うちの従魔や悪友達も、『しきしま』だから先制攻撃と言う名の瞬殺ができるだけか。
「奥が深いな……戦闘って」
思わず呟いたら、テラとヨミに何言ってんだコイツみたいに見下ろされた。
地味に傷付くからやめてください。
結果。
リルは重装騎士の希望通り、風の魔法をぶつけていた。
それが1番安全らしい。
斬撃は加減を間違えると、体が上下に『さようなら』するそうだ。
俺の為に止めてくれ。トラウマ案件だ。
それでも死なないだけで、かなりの重傷を負って、シスターに治療されていた。
戦闘に巻き込まれないようにガルムが俺の横まで運んで来て、シスターが治癒魔法を掛けている。

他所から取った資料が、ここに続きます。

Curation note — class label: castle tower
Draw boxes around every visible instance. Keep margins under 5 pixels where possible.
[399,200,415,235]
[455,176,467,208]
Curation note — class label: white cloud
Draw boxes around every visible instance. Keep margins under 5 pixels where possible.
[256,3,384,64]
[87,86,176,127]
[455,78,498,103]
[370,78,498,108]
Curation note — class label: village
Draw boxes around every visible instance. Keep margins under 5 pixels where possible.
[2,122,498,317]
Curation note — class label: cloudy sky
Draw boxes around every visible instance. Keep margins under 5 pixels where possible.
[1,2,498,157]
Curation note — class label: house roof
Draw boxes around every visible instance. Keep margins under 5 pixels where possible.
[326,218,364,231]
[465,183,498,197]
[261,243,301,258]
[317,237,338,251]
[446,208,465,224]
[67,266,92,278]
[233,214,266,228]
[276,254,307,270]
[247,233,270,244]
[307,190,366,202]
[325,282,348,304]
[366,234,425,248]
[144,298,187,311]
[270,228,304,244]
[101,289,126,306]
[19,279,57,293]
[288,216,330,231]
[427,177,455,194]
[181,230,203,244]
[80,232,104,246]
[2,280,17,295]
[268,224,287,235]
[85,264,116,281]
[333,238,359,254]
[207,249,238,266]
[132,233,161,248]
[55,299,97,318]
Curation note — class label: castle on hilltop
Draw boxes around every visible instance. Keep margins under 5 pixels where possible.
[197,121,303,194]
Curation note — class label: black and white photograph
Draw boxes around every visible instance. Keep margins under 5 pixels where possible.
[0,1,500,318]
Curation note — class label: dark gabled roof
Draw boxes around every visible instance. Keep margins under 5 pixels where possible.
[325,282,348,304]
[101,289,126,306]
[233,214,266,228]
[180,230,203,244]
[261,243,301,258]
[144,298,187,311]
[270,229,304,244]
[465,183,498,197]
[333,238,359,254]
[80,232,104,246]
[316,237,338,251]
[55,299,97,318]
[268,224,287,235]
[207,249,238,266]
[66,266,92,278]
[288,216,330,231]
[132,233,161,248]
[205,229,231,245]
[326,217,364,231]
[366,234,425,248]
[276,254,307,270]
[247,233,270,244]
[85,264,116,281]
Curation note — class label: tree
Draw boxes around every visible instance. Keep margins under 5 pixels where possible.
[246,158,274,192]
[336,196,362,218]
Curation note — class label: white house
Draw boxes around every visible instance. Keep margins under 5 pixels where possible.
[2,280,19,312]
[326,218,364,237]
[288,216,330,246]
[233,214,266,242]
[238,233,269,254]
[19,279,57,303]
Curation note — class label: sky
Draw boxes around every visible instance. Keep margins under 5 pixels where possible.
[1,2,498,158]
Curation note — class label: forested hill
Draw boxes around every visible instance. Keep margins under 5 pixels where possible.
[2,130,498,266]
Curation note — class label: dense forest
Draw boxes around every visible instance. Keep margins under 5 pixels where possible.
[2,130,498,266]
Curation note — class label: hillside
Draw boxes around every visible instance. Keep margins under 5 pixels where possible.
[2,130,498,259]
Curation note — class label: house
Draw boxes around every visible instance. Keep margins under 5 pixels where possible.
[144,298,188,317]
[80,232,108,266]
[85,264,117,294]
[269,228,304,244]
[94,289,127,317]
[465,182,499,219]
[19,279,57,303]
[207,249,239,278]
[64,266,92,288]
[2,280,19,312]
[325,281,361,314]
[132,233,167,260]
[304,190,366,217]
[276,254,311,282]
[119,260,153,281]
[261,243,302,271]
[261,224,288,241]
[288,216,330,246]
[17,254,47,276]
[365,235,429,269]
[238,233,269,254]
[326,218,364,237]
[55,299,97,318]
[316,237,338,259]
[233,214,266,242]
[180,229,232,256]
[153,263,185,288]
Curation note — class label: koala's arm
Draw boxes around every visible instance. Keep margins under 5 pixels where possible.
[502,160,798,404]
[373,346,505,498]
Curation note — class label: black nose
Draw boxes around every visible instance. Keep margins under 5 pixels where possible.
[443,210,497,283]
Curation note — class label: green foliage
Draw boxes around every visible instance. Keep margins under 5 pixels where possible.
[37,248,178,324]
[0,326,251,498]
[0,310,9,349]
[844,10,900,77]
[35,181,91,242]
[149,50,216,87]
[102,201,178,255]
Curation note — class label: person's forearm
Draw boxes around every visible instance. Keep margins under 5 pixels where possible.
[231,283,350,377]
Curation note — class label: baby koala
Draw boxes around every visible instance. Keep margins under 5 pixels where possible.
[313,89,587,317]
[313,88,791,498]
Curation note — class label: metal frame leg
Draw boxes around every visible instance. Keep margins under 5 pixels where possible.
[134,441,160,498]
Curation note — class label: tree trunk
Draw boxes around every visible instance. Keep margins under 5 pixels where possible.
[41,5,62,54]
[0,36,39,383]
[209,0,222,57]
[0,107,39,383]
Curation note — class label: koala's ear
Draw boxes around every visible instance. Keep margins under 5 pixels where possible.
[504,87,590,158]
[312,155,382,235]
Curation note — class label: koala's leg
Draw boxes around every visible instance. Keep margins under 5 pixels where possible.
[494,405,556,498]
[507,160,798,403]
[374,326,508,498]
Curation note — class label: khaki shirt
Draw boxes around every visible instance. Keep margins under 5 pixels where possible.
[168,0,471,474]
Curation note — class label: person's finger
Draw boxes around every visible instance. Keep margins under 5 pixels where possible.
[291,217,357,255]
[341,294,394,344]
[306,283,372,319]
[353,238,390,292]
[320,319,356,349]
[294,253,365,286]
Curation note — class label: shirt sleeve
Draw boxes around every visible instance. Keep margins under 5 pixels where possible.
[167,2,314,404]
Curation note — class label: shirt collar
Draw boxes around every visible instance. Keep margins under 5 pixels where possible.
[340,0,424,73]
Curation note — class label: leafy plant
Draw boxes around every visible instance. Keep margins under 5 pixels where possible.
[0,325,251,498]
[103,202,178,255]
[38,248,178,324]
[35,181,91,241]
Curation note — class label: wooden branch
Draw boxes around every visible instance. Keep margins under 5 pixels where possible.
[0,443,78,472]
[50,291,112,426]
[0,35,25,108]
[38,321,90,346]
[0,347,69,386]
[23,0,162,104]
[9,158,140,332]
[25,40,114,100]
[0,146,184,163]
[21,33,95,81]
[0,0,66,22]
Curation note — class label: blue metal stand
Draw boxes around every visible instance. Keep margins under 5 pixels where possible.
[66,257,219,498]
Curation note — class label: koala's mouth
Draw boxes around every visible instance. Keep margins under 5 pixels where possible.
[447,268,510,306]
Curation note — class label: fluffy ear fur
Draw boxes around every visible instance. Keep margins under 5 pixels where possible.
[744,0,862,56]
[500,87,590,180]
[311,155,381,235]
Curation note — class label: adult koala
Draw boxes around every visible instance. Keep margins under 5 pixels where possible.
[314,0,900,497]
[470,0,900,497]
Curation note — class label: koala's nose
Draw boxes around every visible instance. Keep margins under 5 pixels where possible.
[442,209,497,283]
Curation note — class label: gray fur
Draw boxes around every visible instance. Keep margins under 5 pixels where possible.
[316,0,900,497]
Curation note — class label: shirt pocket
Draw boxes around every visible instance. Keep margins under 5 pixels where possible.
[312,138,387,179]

オーベの治癒は呪文を唱えるとすぐに回復する印象だが、怪我の程度が違うからかシスターは手から淡い光を出して、ゆっくりと体に染み込ませている。
「凄いな。治療しているって感じだな」
思わず褒めてしまう。
「え?オーベさんも治癒術師ですよね?」
シスターが首を傾げる。
美人がやると、ちょっとドキッとする。
咲樹も美人だが、中身がアレだからなぁ。
「うちは皆頑丈だからな。怪我したのを見た事がない。それに前の対人戦闘で敵に治癒魔法掛けていたが、そこまで重傷じゃなかったのか、一瞬で治してたな」
シスターの口がパカンと開いた。
「怪我が一瞬で治るなんて、そんなゲームのような治癒魔法、どれだけレベル高いんですか!?」
シスターが混乱して変な事を言った。
そもそもここ、ゲームの中だよな?
まぁ、従魔達はゲームのキャラだけど、俺の中では実在しているペットだ。
「いてて。あのさ、普通は単純骨折で非観血的整復術レベルの治療でも、一瞬って表現するような時間では治らないよ」
重装騎士が体を起こしながら説明してくれる。
「これでもうちの回復術師は、前線でかなり優秀な方だからね」
ひかんけつ的?整復術が解らないのだが、まぁ簡単な治療と思って良いのかな。
「前に八咫烏の怪我を一瞬で治していたが、それも普通じゃ」
「ないからね!」
シスターに間髪入れずに否定されました。